2.1 Basic Vector Clock Algorithm
The SData synchronization protocol is based on “vector clock” synchronization (http://en.wikipedia.org/wiki/Vector_clock), a well know technique used by several synchronization/replication systems: P2P networks, replicated file systems, Microsoft Sync Framework, etc.
Vector clocks provide an elegant solution to the problem of maintaining several copies of a given resource in sync and detecting conflicts. Let us assume that a given resource R is replicated on several nodes N1, N2…, the vector clocks are constructed as follows:
Every node maintains a “logical clock”: C1 on N1, C2 on N2, etc.
Every node increments its own clock tick when R is modified.

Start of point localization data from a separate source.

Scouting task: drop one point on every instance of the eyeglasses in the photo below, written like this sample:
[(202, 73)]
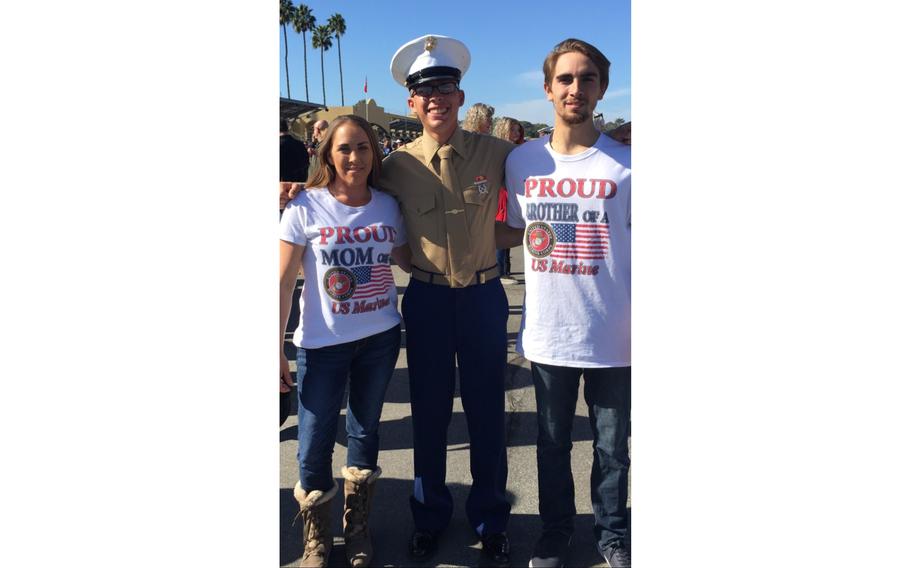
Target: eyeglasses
[(425, 91)]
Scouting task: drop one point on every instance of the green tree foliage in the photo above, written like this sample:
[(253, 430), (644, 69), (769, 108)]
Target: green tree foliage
[(337, 25), (531, 130), (322, 40)]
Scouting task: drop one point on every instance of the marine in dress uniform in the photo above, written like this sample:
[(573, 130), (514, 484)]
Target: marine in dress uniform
[(455, 309)]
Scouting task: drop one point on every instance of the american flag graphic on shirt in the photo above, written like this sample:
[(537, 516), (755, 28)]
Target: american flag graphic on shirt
[(586, 241), (372, 280)]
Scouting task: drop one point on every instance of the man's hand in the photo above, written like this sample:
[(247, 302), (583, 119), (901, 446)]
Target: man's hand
[(287, 190), (622, 133)]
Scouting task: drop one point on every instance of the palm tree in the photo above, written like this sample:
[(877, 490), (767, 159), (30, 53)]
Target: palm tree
[(322, 40), (285, 12), (337, 25), (304, 21)]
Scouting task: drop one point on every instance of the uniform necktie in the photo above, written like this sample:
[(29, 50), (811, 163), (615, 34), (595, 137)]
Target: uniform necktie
[(460, 257)]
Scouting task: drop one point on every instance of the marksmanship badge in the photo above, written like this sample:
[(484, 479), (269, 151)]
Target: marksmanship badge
[(540, 239), (339, 283), (481, 183)]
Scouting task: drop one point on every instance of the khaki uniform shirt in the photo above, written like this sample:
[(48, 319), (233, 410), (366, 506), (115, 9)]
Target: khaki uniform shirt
[(412, 175)]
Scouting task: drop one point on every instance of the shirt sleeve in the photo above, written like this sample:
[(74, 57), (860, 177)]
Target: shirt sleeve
[(401, 233), (293, 224)]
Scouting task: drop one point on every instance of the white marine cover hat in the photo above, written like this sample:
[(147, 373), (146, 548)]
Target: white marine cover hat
[(429, 58)]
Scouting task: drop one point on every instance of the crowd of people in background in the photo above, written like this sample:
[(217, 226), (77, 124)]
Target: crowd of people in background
[(566, 201)]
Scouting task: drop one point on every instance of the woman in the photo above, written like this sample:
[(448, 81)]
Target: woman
[(342, 232), (511, 130)]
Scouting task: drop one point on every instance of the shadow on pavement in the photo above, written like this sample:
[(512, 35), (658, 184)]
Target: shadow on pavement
[(391, 527)]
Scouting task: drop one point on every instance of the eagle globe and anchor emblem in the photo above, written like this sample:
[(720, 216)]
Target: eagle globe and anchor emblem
[(339, 283), (540, 239)]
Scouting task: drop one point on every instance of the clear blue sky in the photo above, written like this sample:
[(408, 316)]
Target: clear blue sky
[(508, 41)]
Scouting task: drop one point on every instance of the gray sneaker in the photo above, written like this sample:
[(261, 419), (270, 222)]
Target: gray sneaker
[(617, 555), (551, 550)]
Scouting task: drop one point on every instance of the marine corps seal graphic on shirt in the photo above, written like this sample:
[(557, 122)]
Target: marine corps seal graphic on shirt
[(339, 283), (540, 239)]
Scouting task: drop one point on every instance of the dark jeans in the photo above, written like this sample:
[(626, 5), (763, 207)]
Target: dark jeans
[(321, 377), (504, 260), (468, 325), (608, 394)]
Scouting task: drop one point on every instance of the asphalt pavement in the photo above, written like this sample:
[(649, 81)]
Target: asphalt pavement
[(390, 519)]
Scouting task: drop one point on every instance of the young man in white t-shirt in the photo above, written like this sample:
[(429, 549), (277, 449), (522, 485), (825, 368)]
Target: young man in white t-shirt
[(569, 207)]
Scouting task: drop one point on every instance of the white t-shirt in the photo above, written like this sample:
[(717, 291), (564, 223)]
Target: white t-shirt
[(348, 292), (576, 211)]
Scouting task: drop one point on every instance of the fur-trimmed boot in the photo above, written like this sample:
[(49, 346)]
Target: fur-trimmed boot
[(358, 492), (316, 509)]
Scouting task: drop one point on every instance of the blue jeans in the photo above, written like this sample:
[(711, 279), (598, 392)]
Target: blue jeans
[(608, 394), (467, 325), (321, 377)]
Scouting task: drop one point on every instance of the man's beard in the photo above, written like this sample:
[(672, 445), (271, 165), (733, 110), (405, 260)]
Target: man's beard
[(576, 117)]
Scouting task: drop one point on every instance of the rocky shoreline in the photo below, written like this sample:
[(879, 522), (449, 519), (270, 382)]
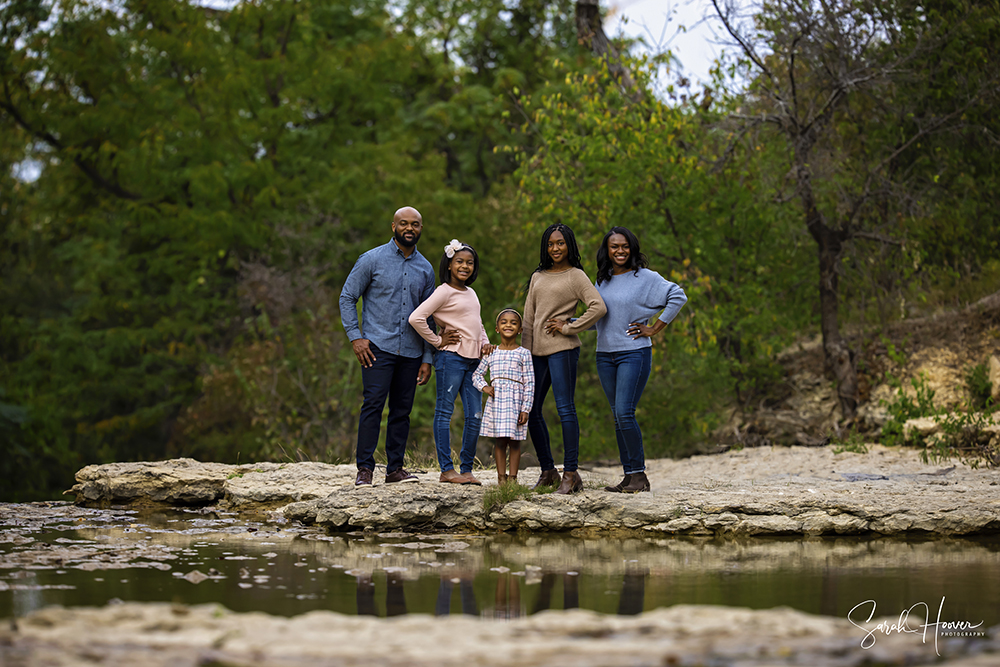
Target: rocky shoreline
[(163, 635), (758, 491)]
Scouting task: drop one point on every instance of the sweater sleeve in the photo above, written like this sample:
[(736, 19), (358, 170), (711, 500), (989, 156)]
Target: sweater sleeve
[(418, 318), (528, 323), (528, 378), (668, 296), (479, 375), (484, 338), (586, 292)]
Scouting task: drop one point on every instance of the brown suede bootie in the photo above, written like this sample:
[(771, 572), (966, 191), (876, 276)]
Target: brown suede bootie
[(547, 478), (571, 483), (617, 488), (638, 483)]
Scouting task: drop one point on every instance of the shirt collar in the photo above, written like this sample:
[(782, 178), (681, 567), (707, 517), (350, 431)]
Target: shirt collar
[(399, 251)]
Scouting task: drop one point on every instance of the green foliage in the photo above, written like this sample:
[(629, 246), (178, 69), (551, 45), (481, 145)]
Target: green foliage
[(965, 434), (607, 155), (495, 497), (977, 383), (903, 406)]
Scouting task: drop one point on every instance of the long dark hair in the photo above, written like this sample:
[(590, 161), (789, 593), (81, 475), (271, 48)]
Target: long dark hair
[(444, 270), (545, 262), (636, 260)]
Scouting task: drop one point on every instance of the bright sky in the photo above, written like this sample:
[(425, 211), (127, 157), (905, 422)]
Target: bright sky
[(660, 22)]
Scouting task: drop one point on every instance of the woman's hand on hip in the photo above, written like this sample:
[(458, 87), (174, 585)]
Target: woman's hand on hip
[(639, 330), (554, 326), (449, 337)]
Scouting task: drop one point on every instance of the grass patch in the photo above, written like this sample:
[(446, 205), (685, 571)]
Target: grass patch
[(497, 496)]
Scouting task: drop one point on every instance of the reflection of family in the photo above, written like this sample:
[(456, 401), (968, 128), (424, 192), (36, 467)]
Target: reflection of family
[(396, 342)]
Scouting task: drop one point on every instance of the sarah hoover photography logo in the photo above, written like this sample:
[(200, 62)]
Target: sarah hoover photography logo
[(862, 614)]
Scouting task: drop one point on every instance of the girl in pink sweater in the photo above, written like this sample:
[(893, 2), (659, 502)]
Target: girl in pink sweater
[(454, 306)]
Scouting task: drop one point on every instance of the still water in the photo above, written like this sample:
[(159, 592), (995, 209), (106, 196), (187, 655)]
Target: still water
[(63, 555)]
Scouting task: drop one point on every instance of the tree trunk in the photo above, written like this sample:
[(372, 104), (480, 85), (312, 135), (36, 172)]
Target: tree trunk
[(837, 354), (590, 32)]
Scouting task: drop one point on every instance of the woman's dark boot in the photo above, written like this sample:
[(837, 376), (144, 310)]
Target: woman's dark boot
[(637, 483), (617, 488), (571, 483), (547, 478)]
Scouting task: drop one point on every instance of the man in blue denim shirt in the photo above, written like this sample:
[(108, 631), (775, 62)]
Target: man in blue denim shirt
[(392, 280)]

A vector clock for R is a list of pairs (N1 T1), (N2 T2), … where T1 is the C1 tick when R was last modified on N1, T2 is the C2 tick when R was last modified on N2, etc. If R was never modified on Ni, its vector clock does not contain any pair for Ni.

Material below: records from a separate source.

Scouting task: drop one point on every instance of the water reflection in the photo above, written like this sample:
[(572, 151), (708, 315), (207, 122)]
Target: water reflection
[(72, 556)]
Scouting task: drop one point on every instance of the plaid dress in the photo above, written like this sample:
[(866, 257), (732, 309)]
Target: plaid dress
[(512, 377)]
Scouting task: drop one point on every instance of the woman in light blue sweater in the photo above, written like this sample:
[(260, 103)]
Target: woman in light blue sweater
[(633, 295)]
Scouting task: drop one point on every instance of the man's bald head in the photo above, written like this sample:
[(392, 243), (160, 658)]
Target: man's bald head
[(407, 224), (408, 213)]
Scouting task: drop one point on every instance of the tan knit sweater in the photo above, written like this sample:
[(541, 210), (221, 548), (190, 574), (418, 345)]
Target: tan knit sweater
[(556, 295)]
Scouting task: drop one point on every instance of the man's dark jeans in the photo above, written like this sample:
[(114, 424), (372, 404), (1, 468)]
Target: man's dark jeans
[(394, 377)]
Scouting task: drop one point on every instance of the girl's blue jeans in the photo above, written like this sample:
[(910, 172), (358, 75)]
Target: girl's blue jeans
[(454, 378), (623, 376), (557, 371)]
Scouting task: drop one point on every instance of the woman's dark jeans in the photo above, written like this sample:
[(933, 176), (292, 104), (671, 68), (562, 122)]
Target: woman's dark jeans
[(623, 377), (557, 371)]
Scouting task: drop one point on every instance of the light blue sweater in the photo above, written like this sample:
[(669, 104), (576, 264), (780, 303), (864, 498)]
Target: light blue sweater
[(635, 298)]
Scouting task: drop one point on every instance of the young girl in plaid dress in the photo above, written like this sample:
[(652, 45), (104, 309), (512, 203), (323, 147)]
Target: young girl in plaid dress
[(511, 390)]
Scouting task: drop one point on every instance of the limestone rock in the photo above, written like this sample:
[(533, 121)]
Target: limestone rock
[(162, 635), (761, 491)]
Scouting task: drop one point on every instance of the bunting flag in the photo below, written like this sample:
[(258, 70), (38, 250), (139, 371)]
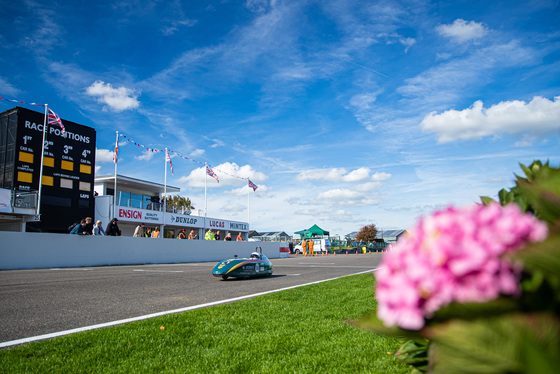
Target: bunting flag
[(212, 174), (54, 119), (167, 158), (116, 154), (252, 185)]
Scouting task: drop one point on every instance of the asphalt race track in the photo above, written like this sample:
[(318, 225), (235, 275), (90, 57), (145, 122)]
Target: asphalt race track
[(45, 301)]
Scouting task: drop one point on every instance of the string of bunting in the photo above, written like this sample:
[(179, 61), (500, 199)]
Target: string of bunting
[(20, 102), (57, 121), (251, 184)]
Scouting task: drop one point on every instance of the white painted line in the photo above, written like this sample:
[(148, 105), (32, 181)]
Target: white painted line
[(71, 269), (153, 315), (160, 271)]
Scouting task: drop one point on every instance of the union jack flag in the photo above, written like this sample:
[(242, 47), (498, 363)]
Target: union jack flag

R may have different vector clocks at different nodes. The goal of the synchronization system is to bring R in sync across nodes. When R is fully synchronized, its vector clock is the same on all nodes.

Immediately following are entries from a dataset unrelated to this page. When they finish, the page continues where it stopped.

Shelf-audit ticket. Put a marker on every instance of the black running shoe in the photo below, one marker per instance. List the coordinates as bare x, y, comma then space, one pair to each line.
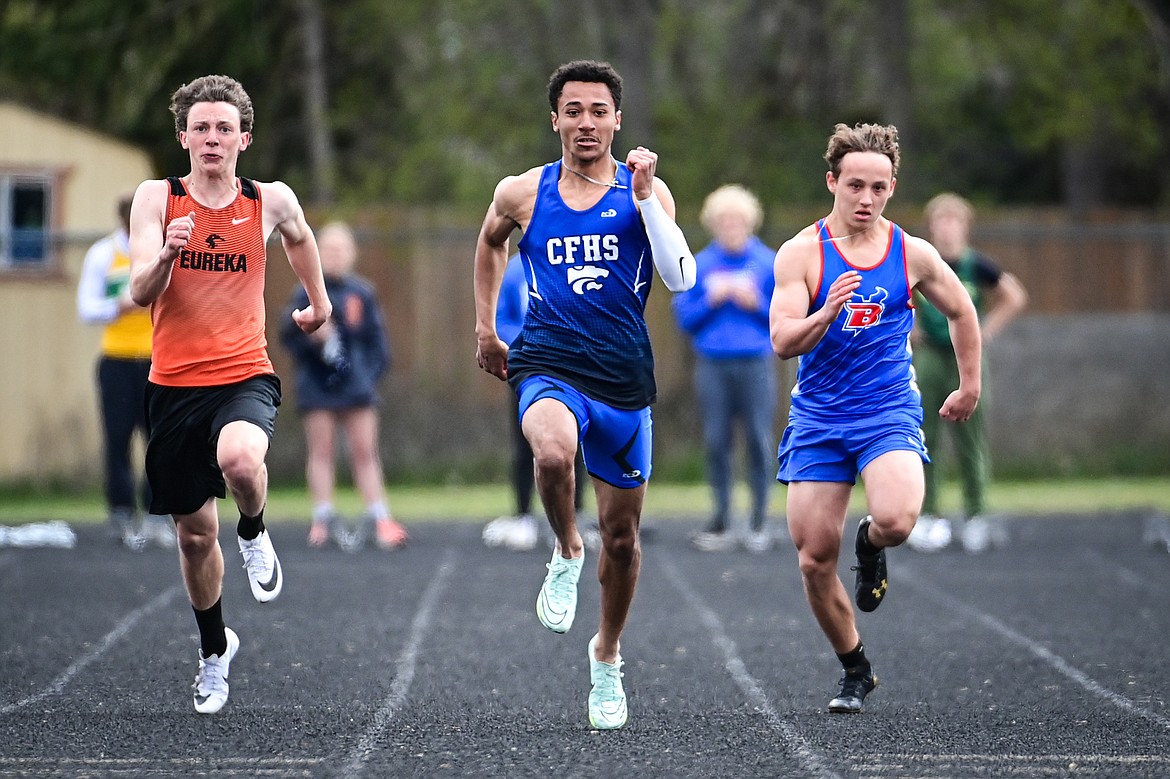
854, 689
872, 581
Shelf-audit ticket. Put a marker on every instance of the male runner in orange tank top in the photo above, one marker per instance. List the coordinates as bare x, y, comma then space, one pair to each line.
197, 250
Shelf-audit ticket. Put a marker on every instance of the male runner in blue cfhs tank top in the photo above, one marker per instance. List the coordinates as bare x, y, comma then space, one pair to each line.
594, 232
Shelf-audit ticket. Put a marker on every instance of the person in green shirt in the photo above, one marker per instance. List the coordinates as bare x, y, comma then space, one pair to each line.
998, 297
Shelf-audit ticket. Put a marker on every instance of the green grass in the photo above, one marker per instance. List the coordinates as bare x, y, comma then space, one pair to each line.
663, 501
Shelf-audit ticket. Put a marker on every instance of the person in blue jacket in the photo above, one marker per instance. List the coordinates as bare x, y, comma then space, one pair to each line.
338, 370
725, 316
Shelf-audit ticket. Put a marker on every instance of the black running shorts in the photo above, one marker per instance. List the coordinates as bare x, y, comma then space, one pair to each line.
183, 426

By comparing the vectors clocks of R on two nodes, the synchronization algorithm can decide if the versions can be brought in sync (and how) or if there is a conflict. The following table explains how this comparison works (VRj stands for the vector clock of R at node j):
|VR1 = VR2||VR1=(N1 5)(N2 7)(N3 8) VR2=(N1 5)(N2 7)(N3 8)||N1 and N2 have the same version of R.||None|
|VR1 < VR2||VR1=(N1 5)(N2 7)(N3 8) VR2=(N1 5)(N2 8)(N3 8)||N1's version of R is an ancestor of N2's version.||Replace N1's version of R by N2's version|
|VR1 > VR2||VR1=(N1 6)(N2 7)(N3 9) VR2=(N1 5)(N2 7)(N3 8)||N2's version of R is an ancestor of N1's version.||Replace N2's version of R by N1's version|
|Not comparable||VR1=(N1 6)(N2 7)(N3 9) VR2=(N1 5)(N2 8)(N3 8)||N1 and N2 have a common ancestor but are on different branches||Conflict. We need an arbitrary rule to decide which side wins.|
This synchronization scheme has interesting properties:
It is a distributed algorithm. Every node manages its own clock and its own synchronization metadata (the vector clocks of its resources). Any pair of nodes can synchronize with each other without having to contact other nodes. There is no need for a central coordinator.
It does not constrain the topology. synchronization can be performed across arbitrary subsets (usually pairs) of nodes. Of course, who can do the most can do the least, so “star” topologies are supported but more complex topologies are supported as well.
It achieves “eventual consistency”. If the conflict handling rule is consistent throughout the system, all nodes will reach the same state if we stop modifying the data and we run enough synchronization passes (“enough” depends on the topology).
It is robust. If a node is restored to a previous state, it will not disturb the synchronization process and it will catch up with the other nodes (actually, if the node had been synchronized after the restore point, changes that occurred between the restore point and the last synchronization will be recovered when we synchronize after restoring the node). Of course this assumes that the synchronization metadata (the vector clocks) are backed up together with the data.